I would go through them very slowly. It was painful to read them. Halfway through one book she switched into Spanish, rather than her
Spanglish or vernacular English. She entered into her other self completely. No shadow here lurking.
Abuela
had created the one safe and trusting space in her life. This wasn’t multiple personality disorder, but dissociation for survival. But here there was a kid with a life and a home—half of it imaginary, but all the more real.

Ana, my social work conscience, emailed me one day to call her as soon as possible. I broke off from rounds and found a quiet place to make a phone call. “Ana, what’s up?”

“Ingrid and I have talked to Lila Pagan, together. She wants to meet with you. She says she knows you. I will send you her cell. Sorry, you are the social work department now. We have taken it as far as it can go. Let’s hope that this is the one-in-a-hundred chance. Then it is 100 percent.”

I was startled and very jittery. This was too much for anyone, too much responsibility. I was used to all kinds of issues and trauma, death and dying, organ donor calls, blood, and cardiac arrests. The heart and soul of a teenager was something else. If I fucked this up, there would be no place to hide.

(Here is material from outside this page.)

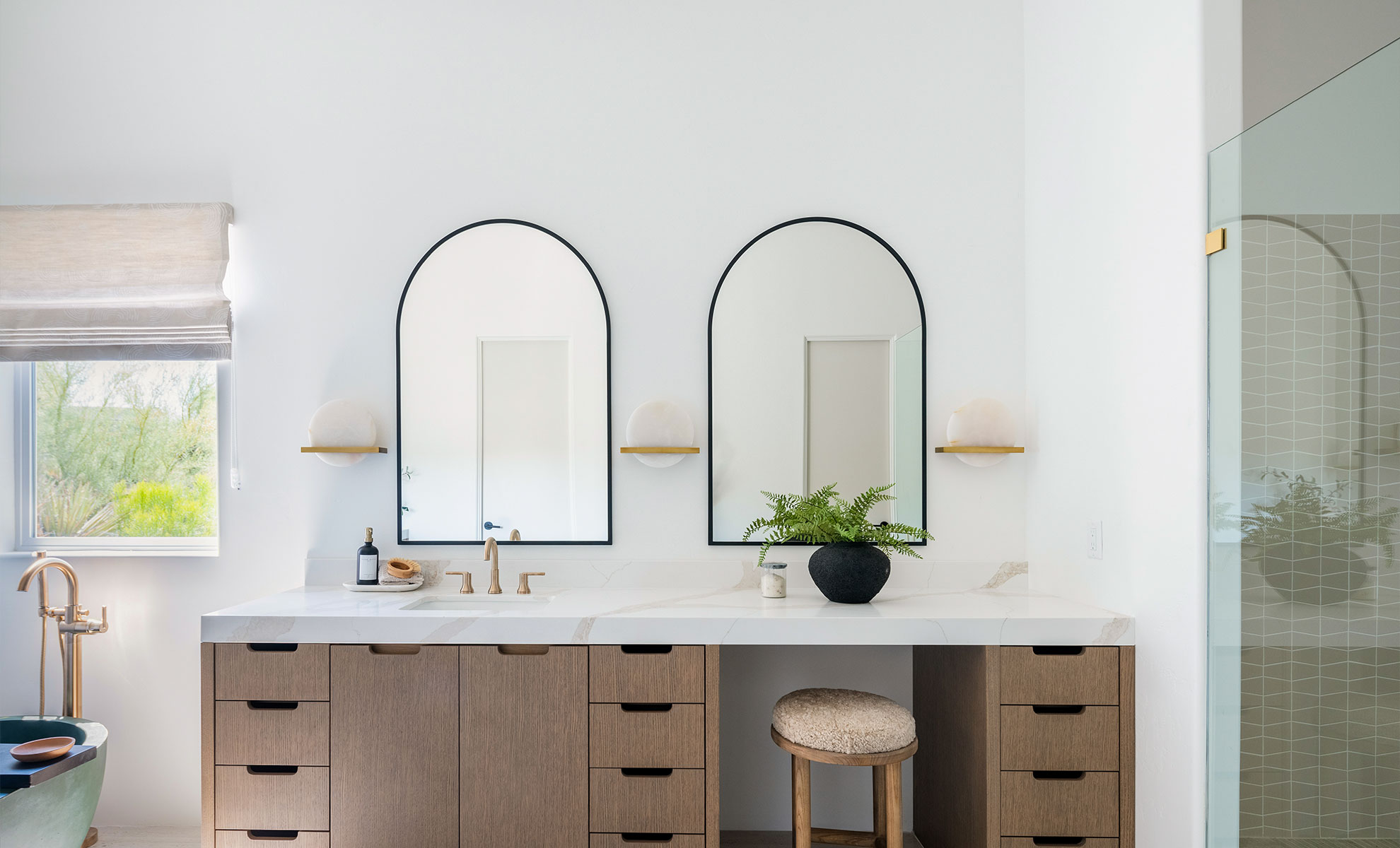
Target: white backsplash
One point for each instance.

Señora Lila Pagan, soy el Dr. Eric del Hospital de Bellevue
.” Lila said she was a Dominicana who spoke poor English, was embarrassed by her English despite the decades she’d spent in Flatbush. “
Yo sé, Doctor, yo sé bien. Esperaba su llamada
.” She’d been expecting my call. We talked in generalities for a few minutes and agreed it was necessary to meet “
cara a cara
,” face-to-face. I told her I had a meeting in Brooklyn in two days and would be honored to visit her at her home if that worked out for her. “
Por supuesto, Doctor. Mi casa es su casa
.” Kings County had opened their new psychiatric building and I was getting a private tour from the director of psychiatry, a friend of mine. It had been a long time since I had worked in G Building—all the way back to the Son of Sam era. I could still recall the weight of the heavy key that let you into and out of the units.

Since I was making extra stops, I took my own car to Clarkson Avenue. I went on my tour then spent another hour catching up with my colleague in psychiatry, trading a little gossip and sharing some war stories. For lunch the burrito truck on the corner had the biggest
line so I made a beeline and ordered “
un poco de todo
”—a little bit of everything platter—sipped my Snapple, and decided to walk to Lila’s apartment, an easy twenty-minute trip in the bright sunshine.

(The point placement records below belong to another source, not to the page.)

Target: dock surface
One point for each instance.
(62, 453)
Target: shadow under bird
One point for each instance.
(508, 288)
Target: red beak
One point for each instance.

The apartment building was well maintained and looked like a hundred others I had passed on the way. The area was slowly gentrifying. It had the telltale signs, with increasing numbers of the Haredi, ultra-Orthodox Jews, spilling over from Crown Heights and young women in skintight jeans pushing designer strollers speaking into the earbuds hooked to their iPhones. “The Bean” coffee shop sat comfortably adjacent to a Latino bodega. I could sniff the impending Starbuckification. Like a heavy hint of rain, you could smell and feel it before it happened.

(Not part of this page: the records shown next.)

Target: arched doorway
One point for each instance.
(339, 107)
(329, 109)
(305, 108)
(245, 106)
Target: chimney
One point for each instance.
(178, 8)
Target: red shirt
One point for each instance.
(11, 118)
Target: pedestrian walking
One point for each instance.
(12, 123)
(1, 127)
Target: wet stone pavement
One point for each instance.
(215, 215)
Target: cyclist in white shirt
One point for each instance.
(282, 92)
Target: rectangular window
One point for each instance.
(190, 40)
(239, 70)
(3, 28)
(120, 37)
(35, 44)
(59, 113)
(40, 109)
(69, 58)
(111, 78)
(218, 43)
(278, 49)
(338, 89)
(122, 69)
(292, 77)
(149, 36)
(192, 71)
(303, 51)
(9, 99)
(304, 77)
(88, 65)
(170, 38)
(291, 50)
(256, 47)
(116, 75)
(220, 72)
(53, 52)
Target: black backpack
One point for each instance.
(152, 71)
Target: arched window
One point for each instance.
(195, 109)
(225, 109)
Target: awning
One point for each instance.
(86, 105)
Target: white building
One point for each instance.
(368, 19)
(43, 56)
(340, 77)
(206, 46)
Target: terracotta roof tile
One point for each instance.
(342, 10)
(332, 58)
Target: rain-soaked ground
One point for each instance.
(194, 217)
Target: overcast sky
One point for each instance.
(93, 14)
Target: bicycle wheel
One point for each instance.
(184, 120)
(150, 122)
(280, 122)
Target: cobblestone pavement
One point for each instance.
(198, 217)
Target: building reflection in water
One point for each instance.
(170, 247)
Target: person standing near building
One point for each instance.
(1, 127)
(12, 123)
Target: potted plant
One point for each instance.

I buzzed Señora Pagan from downstairs and was buzzed in immediately. The apartment was on the second floor of a four-floor walkup. A middle-aged woman greeted me with an open door, music filtering from around her, and an easy smile. Her hair was blond and the roots were gray. It was swept to one side. Her makeup and clothes were perfect. The living room was just as meticulous. I could see heavy wooden furniture, dark rugs, a TV off to one side, and heard several-generations-old
bachata
music on a CD player. I recognized “
Muero contigo
,” a classic tune by Rafael Encarnación, and remembered what Tani had told me about Lila’s mother. As she lay dying, she wanted the music on all the time, because she would dance in her head, even if she couldn’t move. Lila had looked after her and ensured that she was the center of the universe until she turned ashen and her skin was ice cold.